Was This Defendant Really In Default? More On Marking Motions “Off”

Deutsche Bank Natl. Trust Co. v Gavrielova

___ AD3d ___, 2015 NY Slip Op 05907 [2d Dept., 2015]

An afterthought: I don’t think that the “defaulting” defendant in this case was in default at all.

I posted on this case on July 9, primarily on the issue of notice to the supposedly defaulting defendant. The plaintiff had failed to give notice of the motion for a default judgment to an appearing defendant, which was deemed to be a jurisdictional defect, leaving the resulting judgment open to attack, presumably in perpetuity. The defendant’s motion to vacate the default should therefore have been granted.

The path to default was interesting: the defendant had moved to dismiss under CPLR 3211, thus establishing an appearance and his entitlement to notice of any motion for default judgment. The motion was denied without prejudice, since the defendant had not included a copy of the complaint in the motion papers. The defendant renewed the motion but the motion was marked off, and the defendant thereafter failed to serve an answer.
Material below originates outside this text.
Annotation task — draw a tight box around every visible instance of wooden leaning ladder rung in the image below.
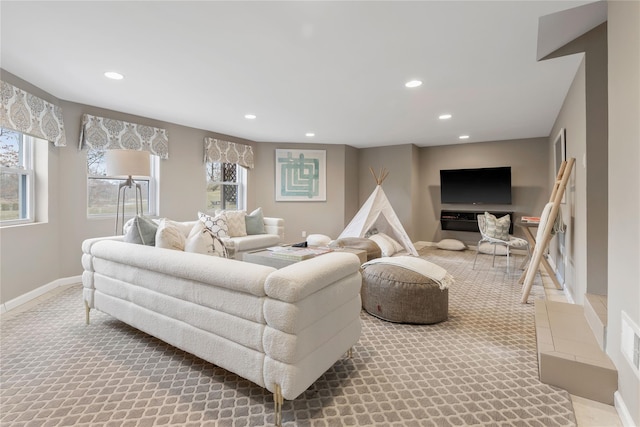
[520,157,576,304]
As a secondary comment on the case, I noted my objection to the whole idea of a motion being marked off, rather than decided. It occurs to me now that the result of that procedure here is that the defendant was not, in fact, in default. Making the motion to dismiss extended his time to answer until ten days after service of notice of entry of the order deciding the motion (CPLR 3211 [f]). Since there has not been an order, the defendant’s time to answer remains open. The motion itself, in my view, remains pending and undecided.

Supreme Court’s order denying the motion to vacate notes that the motion was marked off in the Centralized Motion Part. By whom it was marked off, or by what authority, remains unclear. In any event, there was no order deciding the motion. For a clerk or referee to note the mark-off on the court’s internal records may suffice for the purposes of the court’s internal housekeeping, but it is not an acceptable substitute for an order.